Posted: 04 Aug 2013 06:41 PM PDT

August 05, 2013
Latest Update: August 05, 2013 05:41 pm

Chinese social network Douban is hosting a competition for readers to translate excerpts from David Mitchell (pic) short stories "The Gardener" and "The Massive Rat."

The competition came about as collaboration between "Cloud Atlas" author and two-time Booker Prize shortlistee David Mitchell, social networking service Douban (whose specialty is in books, movies, and music), UK innovations charity Nesta, and the British Council educational organization.

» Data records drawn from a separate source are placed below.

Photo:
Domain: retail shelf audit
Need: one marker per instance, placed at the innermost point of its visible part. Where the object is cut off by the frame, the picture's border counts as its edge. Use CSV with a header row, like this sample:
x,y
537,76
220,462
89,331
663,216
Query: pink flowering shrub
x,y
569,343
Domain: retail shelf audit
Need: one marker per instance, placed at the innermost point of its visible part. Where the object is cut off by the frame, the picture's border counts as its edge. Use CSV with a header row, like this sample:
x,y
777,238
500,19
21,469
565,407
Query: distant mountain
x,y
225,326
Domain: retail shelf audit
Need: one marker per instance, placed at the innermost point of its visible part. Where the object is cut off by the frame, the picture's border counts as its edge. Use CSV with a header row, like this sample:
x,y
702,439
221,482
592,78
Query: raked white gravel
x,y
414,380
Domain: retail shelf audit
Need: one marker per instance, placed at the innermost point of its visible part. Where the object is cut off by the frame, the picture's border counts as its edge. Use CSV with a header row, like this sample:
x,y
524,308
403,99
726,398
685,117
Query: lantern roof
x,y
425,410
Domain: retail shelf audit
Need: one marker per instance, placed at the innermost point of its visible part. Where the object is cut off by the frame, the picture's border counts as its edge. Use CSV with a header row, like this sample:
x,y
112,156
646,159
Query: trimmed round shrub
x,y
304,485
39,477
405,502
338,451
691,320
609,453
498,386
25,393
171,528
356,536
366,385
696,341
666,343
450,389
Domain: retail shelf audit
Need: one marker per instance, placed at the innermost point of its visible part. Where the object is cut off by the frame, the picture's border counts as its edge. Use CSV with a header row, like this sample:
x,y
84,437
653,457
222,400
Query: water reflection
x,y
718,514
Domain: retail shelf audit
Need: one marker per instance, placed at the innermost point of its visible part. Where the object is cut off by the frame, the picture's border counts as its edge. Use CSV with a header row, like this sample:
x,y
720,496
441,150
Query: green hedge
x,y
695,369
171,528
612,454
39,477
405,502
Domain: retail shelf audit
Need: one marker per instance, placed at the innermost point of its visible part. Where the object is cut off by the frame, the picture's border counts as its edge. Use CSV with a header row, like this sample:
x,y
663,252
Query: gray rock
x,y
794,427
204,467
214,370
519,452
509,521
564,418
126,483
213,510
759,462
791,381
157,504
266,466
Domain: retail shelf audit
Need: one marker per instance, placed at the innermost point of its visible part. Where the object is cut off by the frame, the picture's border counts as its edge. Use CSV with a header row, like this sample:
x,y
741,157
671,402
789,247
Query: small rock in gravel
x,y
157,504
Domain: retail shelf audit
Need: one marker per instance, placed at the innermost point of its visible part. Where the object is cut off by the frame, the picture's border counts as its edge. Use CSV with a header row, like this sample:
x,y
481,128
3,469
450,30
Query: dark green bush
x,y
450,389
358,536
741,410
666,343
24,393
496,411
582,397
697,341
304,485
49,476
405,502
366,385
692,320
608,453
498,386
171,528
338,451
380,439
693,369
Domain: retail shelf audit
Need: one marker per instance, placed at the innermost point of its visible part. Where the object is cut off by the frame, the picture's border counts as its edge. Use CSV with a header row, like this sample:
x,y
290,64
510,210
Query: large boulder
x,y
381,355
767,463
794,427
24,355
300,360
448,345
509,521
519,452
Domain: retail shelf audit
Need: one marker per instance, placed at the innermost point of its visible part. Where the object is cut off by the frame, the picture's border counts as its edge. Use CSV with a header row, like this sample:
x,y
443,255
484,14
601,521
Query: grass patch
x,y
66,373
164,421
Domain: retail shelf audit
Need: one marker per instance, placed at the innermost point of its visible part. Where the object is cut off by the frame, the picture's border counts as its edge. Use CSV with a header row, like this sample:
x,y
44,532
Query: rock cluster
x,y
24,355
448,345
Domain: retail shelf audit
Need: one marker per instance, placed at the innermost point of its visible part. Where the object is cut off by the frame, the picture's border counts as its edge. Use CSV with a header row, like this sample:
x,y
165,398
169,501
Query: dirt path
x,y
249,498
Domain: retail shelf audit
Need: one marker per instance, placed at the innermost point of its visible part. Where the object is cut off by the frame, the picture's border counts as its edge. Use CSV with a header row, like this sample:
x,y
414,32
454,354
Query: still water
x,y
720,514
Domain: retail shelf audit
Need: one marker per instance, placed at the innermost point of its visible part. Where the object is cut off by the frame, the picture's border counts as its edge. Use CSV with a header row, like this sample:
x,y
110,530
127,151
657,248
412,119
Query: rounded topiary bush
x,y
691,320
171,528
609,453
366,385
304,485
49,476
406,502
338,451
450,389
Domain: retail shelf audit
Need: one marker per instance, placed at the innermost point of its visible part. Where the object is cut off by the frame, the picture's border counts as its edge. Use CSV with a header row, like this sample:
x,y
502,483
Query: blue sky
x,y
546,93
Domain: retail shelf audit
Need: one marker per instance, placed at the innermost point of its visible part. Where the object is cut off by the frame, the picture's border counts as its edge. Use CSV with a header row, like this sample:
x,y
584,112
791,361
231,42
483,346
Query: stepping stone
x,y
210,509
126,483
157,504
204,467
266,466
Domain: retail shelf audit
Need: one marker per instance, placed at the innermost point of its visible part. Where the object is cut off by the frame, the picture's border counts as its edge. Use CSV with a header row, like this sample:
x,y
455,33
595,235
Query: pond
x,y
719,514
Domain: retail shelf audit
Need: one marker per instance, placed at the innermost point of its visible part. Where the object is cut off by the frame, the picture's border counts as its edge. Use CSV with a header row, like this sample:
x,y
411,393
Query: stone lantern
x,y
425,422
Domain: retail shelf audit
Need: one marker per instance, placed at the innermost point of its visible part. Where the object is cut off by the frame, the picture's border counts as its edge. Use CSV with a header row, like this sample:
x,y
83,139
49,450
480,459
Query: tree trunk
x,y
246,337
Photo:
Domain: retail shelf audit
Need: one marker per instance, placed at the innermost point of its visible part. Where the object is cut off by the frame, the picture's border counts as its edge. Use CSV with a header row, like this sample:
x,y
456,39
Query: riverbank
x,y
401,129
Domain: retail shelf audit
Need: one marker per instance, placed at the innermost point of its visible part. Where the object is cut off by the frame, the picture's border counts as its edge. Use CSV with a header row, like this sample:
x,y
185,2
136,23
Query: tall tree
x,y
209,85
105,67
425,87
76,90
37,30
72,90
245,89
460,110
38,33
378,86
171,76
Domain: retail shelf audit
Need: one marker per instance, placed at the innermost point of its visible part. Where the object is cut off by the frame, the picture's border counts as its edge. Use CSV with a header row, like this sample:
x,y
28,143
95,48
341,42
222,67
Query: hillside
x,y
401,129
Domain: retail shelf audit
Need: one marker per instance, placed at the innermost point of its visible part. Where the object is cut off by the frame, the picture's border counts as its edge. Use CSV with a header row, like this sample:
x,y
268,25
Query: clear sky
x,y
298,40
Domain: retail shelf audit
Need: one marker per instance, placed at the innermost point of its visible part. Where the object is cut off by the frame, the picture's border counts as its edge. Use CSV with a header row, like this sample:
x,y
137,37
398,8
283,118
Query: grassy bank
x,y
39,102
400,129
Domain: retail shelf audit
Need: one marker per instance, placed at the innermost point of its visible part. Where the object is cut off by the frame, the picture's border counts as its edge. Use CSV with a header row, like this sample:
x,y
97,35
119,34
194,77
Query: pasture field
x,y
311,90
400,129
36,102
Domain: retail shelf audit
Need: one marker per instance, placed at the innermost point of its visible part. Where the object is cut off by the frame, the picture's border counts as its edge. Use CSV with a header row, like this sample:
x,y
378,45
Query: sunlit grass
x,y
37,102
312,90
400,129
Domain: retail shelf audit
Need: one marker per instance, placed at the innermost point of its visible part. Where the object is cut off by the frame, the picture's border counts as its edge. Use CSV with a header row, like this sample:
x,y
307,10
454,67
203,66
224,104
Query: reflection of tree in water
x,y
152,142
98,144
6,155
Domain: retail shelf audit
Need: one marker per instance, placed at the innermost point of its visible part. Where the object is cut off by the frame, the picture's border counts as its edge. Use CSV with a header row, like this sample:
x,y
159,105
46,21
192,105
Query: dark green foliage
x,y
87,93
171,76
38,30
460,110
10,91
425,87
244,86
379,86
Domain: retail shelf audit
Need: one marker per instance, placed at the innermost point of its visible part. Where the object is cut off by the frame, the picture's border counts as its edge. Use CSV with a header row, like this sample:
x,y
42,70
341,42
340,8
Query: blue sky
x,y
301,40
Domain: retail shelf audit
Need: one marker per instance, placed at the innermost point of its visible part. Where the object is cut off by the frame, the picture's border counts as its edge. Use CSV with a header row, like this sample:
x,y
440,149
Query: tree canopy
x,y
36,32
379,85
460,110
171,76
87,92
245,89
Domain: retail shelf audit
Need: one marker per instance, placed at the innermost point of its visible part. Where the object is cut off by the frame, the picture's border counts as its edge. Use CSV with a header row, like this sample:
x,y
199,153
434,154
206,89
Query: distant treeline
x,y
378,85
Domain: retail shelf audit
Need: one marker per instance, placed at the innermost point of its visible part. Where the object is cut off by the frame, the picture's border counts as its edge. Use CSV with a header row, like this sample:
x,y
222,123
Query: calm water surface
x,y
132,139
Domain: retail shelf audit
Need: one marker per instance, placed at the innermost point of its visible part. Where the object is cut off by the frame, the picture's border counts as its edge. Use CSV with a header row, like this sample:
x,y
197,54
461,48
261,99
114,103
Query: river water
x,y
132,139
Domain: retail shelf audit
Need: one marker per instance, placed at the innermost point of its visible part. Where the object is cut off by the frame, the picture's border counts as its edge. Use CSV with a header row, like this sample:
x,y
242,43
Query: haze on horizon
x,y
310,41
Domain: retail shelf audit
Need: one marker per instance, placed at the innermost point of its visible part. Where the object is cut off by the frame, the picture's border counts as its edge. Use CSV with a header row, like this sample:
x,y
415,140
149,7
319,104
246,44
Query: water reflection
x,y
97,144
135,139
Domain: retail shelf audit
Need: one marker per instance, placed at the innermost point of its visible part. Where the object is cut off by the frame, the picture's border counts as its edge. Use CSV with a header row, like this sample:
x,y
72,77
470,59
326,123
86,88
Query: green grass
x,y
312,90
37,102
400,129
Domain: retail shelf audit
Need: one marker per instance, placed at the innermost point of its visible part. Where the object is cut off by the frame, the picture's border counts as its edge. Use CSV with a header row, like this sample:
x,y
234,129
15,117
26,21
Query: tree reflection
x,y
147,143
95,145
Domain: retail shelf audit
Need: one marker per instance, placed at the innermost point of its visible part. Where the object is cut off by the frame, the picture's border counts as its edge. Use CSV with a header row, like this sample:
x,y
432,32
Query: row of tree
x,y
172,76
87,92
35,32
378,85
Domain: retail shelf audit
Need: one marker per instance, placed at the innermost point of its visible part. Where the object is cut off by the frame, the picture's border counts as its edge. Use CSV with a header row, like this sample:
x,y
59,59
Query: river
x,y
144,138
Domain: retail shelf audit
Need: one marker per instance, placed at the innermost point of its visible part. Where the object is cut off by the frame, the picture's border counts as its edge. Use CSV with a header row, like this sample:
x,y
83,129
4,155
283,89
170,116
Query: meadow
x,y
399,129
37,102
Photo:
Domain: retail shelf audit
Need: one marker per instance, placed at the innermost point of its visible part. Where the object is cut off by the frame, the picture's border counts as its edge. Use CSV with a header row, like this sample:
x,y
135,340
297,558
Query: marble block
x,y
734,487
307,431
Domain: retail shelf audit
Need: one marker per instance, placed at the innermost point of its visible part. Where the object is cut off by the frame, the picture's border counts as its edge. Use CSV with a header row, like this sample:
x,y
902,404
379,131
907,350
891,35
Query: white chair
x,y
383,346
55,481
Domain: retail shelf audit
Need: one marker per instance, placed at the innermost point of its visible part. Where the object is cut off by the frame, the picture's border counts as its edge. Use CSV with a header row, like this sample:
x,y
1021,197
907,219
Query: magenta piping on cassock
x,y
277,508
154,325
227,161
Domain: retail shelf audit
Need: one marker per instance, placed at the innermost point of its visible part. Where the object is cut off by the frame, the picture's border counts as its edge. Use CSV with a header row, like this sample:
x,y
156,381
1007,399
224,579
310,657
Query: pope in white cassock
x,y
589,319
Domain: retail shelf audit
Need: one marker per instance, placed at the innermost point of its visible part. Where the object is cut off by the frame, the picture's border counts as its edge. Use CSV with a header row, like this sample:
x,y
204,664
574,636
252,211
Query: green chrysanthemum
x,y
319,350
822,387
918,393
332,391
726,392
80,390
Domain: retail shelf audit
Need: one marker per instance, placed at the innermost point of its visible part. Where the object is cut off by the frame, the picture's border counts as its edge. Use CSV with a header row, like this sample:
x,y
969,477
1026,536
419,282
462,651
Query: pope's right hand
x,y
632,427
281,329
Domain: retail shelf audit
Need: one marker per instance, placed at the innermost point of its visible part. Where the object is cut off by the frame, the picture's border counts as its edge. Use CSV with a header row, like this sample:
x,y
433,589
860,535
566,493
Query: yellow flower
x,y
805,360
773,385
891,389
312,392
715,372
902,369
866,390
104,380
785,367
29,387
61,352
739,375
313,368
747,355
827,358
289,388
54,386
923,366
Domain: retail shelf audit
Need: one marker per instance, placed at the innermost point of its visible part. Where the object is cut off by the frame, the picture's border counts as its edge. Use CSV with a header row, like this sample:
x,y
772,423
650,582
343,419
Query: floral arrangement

Visitors to the Douban site now have until August 30 to sumbit translations of the two Mitchell works, whose excerpts have been posted in English.

After a shortlisting process, each story's three best entries will then be put up to a public vote running from September 20 to October 6, with the winners announced on October 7.

All entrants recieve a 20 yuan Douban voucher, the runners-up an Ian McEwan e-book in English and the winners net contracts to complete the Mitchell translations.

"Cloud Atlas" author and two-time Booker Prize shortlistee David Mitchell said that he was "excited by the possibilities for interfacing literature and social media which the project explores, and quietly delighted that my story has been chosen to play even a small role in the fertile matrix of Anglo-Chinese cultural connections." - AFP/Relaxnews, August 5, 2013.